MARSEILLE, 28 nov 2005 (AFP) - Guillaume Sarkozy, président de l'Union des industries textiles (UIT), a déclaré lundi que les acteurs occidentaux du secteur ne savaient pas "que les Chinois tricheraient à ce point-là" lors de leur entrée dans la compétition mondiale.


Guillaume Sarkozy - Photo : Philippe Huguen

"On ne savait pas que les Chinois tricheraient à ce point-là", s'est exclamé M. Sarkozy, lors d'un colloque intitulé "330 jours après la fin des quotas" sur les produits textiles chinois, dans le cadre des 2e Rencontres de la Cité euroméditerranéenne de la Mode à Marseille.

"Nous avons en face des partenaires chinois aux pratiques déloyales, qui n'hésitent pas à copier" les créations et dont le "financement des investissements" est sujet à caution, a fustigé le dirigeant patronal, dont l'entreprise textile installée dans la Somme a été placée en redressement judiciaire fin septembre.

L'année 2005 est "absolument catastrophique": les baisses de production atteignent "30% dans la filature et 20% dans le tissage" et le secteur textile et habillement qui compte actuellement 160.000 emplois doit s'attendre à en perdre "environ 50.000 dans les 5 à 6 ans", a-t-il ajouté.

La concurrence chinoise a aussi touché de plein fouet les pays du pourtour méditerranéen où le textile "tient parfois la première place dans les exportations industrielles" et représente 4 millions d'emplois, a souligné Karim Laraki, économiste en développement durable à Rabat.

Entre janvier et septembre 2005, "les exportations marocaines ont baissé de 10 à 15%", a avancé M. Laraki, mettant en avant le lancement de plans triennaux de soutien tant au Maroc qu'en Tunisie pour faire face.

Pour lui toutefois, tous les pays du sud ne sont pas sur un pied d'égalité dans le combat pour une maîtrise des prix notamment en raison du coût de l'énergie: "le kWh coûte 0,045 dollar en Tunisie, 0,07 USD en Turquie et 0,09 USD au Maroc".

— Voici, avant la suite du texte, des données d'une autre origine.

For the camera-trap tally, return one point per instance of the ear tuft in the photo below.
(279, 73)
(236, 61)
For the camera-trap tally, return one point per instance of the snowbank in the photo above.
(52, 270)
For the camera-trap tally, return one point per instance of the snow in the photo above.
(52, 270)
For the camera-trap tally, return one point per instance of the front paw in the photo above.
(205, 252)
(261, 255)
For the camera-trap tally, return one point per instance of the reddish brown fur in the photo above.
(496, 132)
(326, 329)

L'évolution depuis le début de l'année délivre "un message relativement inquiétant", a estimé Fabrice Hatem, économiste à l'Agence française pour les investissements internationaux.

"L'embryon de complémentarité industrielle qui s'était ébauchée entre l'Europe occidentale et les pays de la zone MEDA par le biais des investissements connaît un ralentissement de croissance", a relevé M. Hatem.

La zone MEDA, programme de partenariat euro-méditerranéen, englobe l'Algérie, l'Autorité palestinienne, Chypre, l'Egypte, Israël, la Jordanie, le Liban, Malte, le Maroc, la Syrie, la Tunisie et la Turquie. 90% de ses exportations textiles partent pour l'Union européenne, où elles ne représentent que le quart des importations.

Ainsi, le secteur du textile-confection absorbait "10% des investissements étrangers en 2003, 6,4% en 2004 et 2,2% en 2005: cette raréfaction des investissements touche particulièrement le Maroc et la Tunisie mais épargne la Turquie", a-t-il détaillé.